La Piñona deja alto el listón del arte en la inauguración del Encuentro Paco de Lucía
Con un traje de color plata, apareció majestuosa sobre las tablas, meciéndose al aire contenido de la guitarra por alegrías. Arropada a tres voces por Jonatan Reyes, Manuel Pajares y Ezequiel Montoya fue dibujando en el aire formas preñadas de elegancia y flamencura hasta ir rompiendo el compas de Cádiz con su fuerza y temperamento característico.
Rotunda en su presentación, el escenario se quedó solo con la guitarra de Ramón Amador al son de la rondeña 'Camarón', un tributo dentro del espectáculo a la memoria de Paco de Lucía, a la que le siguió una modulación hasta la farruca, cante bailable por excelencia, que el guitarrista sevillano transformó, reconstruyendo sus formas musicales.
Vestida de negro volvió a aparecer de nuevo pintando el aire de formas imposibles y embaucadoras. A medida que el compás se iba haciendo más bailable, iba demostrando un derroche de fuerza en taconeos redoblados.

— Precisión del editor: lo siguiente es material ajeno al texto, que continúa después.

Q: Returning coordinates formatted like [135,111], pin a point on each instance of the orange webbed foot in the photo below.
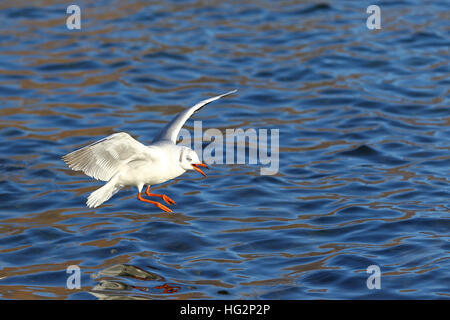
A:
[162,196]
[159,205]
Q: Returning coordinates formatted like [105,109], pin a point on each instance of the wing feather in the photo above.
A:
[104,158]
[172,129]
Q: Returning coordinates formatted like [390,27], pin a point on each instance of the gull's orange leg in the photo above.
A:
[162,196]
[159,205]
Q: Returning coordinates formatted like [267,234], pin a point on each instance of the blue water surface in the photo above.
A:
[364,138]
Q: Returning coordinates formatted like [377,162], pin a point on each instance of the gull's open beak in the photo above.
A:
[197,165]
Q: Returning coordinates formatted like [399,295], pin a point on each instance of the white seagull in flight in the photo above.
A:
[122,161]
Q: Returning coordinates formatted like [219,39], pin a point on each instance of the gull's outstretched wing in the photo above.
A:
[172,129]
[104,158]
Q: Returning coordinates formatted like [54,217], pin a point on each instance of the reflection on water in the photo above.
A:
[364,149]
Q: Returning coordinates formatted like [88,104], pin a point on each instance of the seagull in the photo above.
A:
[123,161]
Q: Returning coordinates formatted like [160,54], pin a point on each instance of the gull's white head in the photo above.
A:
[189,160]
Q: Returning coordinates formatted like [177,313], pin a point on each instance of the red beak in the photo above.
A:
[197,165]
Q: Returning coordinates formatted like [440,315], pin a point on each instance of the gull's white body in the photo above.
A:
[122,161]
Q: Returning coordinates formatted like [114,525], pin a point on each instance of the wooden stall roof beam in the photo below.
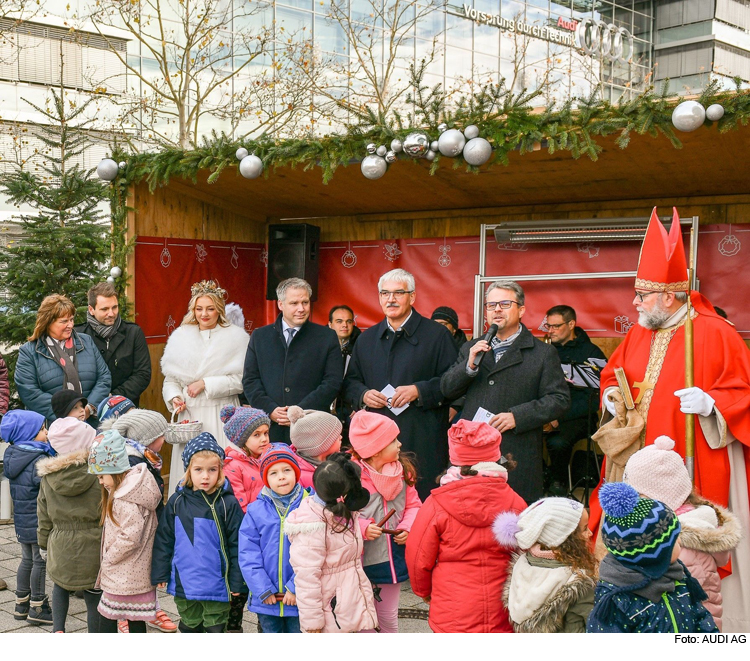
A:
[709,164]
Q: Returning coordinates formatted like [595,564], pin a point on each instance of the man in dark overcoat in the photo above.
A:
[292,361]
[520,382]
[409,352]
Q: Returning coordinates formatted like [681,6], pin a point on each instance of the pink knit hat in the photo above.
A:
[659,473]
[70,434]
[370,432]
[472,442]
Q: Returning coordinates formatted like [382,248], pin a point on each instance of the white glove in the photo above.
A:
[607,402]
[694,400]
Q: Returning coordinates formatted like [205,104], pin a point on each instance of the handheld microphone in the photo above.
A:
[488,337]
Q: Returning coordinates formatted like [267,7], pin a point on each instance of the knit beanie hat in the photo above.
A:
[313,432]
[20,426]
[472,442]
[658,472]
[241,421]
[108,455]
[444,313]
[141,425]
[113,407]
[63,402]
[277,453]
[549,521]
[203,441]
[70,434]
[370,432]
[639,532]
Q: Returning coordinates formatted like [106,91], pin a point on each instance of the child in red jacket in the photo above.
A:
[455,524]
[246,430]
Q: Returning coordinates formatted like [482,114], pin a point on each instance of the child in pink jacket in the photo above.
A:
[389,477]
[333,593]
[315,436]
[709,532]
[246,430]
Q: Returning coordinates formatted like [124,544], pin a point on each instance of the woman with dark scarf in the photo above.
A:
[57,358]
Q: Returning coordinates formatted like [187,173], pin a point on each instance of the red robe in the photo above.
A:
[722,369]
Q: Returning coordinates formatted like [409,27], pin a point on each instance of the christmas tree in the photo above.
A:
[65,244]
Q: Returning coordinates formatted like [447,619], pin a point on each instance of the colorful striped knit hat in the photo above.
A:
[639,532]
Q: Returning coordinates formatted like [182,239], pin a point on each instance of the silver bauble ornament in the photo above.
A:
[471,132]
[688,116]
[451,142]
[251,167]
[107,169]
[715,112]
[477,151]
[416,145]
[373,166]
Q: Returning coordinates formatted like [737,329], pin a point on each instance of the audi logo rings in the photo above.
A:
[607,40]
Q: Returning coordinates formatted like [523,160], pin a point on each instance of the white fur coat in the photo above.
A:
[216,356]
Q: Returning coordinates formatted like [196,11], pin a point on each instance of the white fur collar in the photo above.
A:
[188,357]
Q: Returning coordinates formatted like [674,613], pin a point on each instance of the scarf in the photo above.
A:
[103,331]
[46,448]
[153,458]
[499,347]
[484,468]
[282,503]
[389,481]
[65,357]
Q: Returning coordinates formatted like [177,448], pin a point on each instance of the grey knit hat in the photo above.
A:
[141,425]
[312,432]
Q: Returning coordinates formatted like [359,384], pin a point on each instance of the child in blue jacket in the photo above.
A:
[26,432]
[643,587]
[264,548]
[195,549]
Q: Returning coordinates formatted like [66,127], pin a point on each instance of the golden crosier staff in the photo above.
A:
[690,370]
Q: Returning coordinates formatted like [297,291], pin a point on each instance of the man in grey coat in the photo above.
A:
[520,383]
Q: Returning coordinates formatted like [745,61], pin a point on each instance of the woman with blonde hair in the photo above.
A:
[57,358]
[202,366]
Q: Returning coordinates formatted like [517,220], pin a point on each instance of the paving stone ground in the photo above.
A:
[10,556]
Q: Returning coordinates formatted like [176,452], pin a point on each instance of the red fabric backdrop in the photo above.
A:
[444,269]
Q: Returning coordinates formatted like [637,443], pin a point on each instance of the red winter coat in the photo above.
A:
[453,557]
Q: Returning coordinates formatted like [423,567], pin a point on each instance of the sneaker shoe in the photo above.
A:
[22,607]
[162,623]
[40,612]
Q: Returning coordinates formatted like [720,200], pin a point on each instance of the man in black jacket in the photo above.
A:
[573,348]
[292,361]
[121,343]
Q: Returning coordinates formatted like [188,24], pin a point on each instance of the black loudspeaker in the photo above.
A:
[293,252]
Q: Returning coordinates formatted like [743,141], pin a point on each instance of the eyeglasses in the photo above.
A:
[503,305]
[399,293]
[643,295]
[547,326]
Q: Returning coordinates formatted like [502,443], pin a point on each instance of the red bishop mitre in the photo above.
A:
[662,265]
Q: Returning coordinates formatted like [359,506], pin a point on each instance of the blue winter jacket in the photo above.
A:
[264,554]
[676,612]
[38,376]
[19,466]
[195,549]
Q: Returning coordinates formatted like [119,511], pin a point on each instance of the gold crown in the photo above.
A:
[208,287]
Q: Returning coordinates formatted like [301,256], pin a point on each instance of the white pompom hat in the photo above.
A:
[659,473]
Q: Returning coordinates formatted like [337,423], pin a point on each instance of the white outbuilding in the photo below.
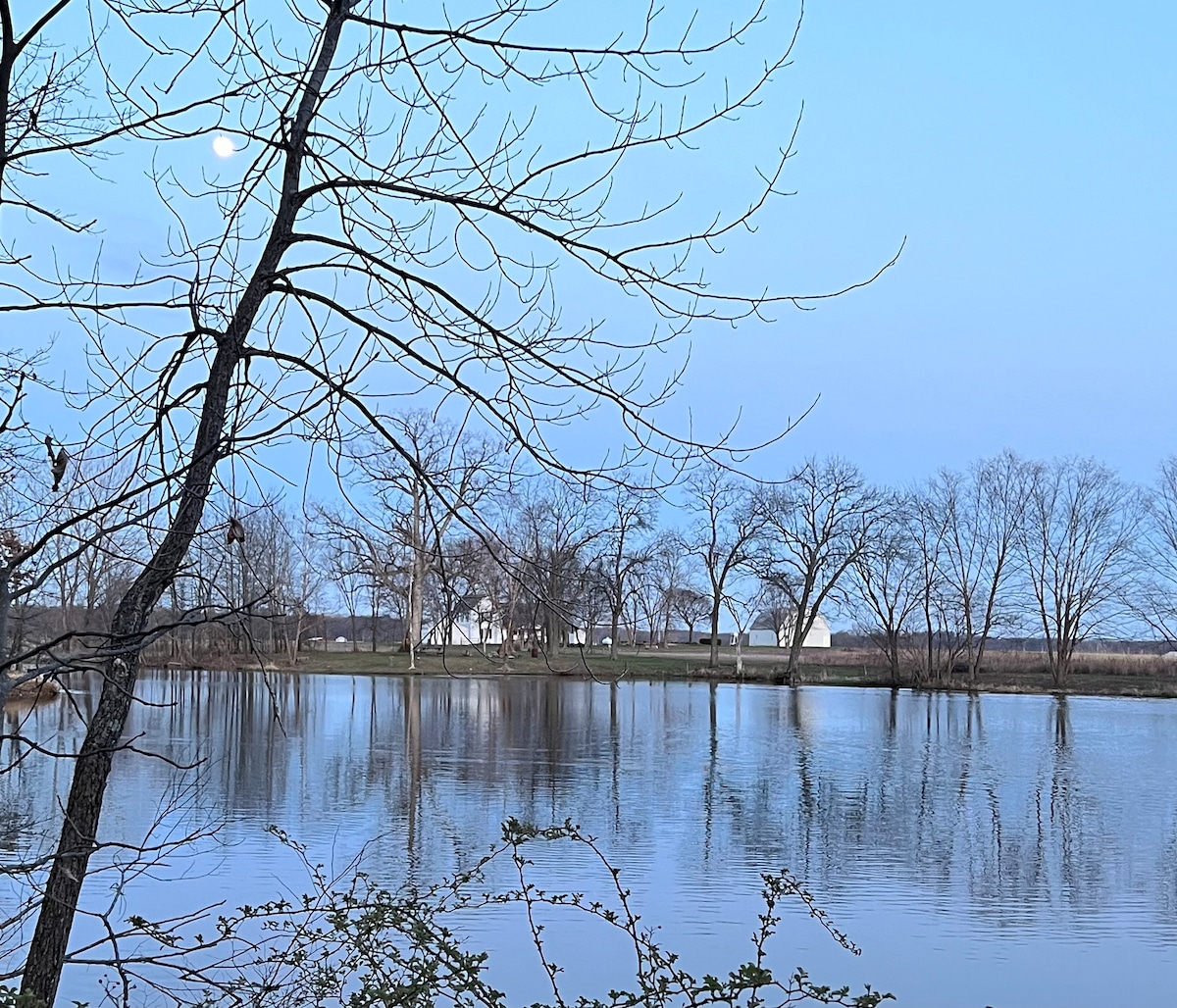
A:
[765,635]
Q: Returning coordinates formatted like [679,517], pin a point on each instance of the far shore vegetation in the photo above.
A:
[1100,674]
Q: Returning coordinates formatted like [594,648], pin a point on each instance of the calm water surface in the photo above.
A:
[981,850]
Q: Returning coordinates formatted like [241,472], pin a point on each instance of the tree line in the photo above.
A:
[446,532]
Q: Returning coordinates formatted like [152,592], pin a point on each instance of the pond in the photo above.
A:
[980,849]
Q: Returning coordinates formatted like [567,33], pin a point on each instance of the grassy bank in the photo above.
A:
[1105,676]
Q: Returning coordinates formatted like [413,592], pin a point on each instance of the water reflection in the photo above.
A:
[934,826]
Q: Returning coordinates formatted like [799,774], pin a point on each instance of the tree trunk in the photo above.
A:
[79,831]
[713,661]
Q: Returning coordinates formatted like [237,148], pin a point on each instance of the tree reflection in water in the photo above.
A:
[930,824]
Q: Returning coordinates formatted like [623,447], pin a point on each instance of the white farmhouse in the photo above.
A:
[476,624]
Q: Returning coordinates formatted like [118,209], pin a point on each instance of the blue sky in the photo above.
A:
[1028,152]
[1025,152]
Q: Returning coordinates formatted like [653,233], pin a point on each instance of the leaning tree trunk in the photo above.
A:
[713,661]
[79,831]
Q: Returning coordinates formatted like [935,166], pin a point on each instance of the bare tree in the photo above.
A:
[624,548]
[816,526]
[690,605]
[1153,596]
[1077,540]
[435,473]
[562,525]
[723,535]
[385,231]
[983,514]
[889,588]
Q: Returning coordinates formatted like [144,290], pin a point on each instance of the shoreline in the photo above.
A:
[1113,679]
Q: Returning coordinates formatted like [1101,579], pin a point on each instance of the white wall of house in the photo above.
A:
[471,629]
[817,636]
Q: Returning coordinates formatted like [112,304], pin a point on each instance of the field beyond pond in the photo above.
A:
[1005,672]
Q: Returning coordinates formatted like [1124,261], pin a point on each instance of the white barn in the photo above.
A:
[817,636]
[476,625]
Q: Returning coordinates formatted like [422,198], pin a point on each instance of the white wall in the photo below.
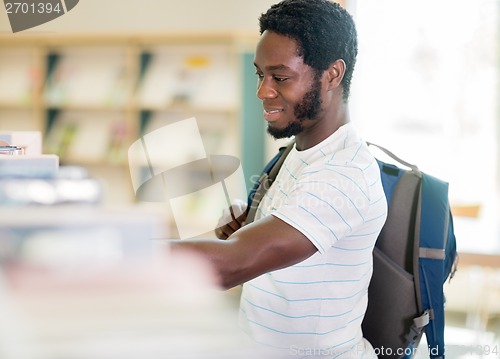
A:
[97,16]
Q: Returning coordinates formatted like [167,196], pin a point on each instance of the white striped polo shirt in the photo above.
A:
[332,193]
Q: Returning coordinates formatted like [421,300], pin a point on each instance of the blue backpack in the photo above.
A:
[414,255]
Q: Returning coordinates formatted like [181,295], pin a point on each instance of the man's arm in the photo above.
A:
[257,248]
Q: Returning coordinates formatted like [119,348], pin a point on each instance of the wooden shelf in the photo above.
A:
[72,81]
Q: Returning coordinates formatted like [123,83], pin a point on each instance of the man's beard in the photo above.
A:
[308,108]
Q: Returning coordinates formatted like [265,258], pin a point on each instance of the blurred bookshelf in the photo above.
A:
[93,96]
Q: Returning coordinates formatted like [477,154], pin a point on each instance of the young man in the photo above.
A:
[306,261]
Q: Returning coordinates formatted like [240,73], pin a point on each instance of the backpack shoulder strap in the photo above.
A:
[266,180]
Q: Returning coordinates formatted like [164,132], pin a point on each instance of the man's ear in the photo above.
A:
[336,73]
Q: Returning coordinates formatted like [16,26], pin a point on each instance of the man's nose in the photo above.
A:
[265,90]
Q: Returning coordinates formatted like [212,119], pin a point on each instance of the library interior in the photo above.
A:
[98,104]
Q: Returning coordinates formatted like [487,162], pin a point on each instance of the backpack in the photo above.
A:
[413,257]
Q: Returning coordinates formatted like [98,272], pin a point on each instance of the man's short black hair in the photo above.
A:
[324,31]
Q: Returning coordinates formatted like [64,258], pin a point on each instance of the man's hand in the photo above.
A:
[232,219]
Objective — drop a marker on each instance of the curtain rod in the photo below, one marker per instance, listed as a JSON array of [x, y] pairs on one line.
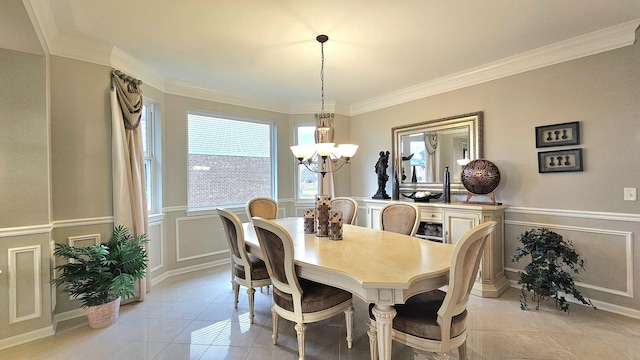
[[126, 77]]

Volvió a servir de descanso para la bailaora una tanda de fandangos acompasados de los tres cantaores nuevamente en formas musicales deconstruidas y sutiles. Nuevamente aparecía La Piñona por soleá. Solemne, inmensa y sensual, demostró su presencia y elegancia en el palo por antonomasia del baile.
Una exhibición de una de las mejores bailaoras del momento, enseña de la flamencura campogibtaltareña, que rompió, como no podía ser de otra manera, en un fin de fiesta por bulerías preñado de elegancia y de arte.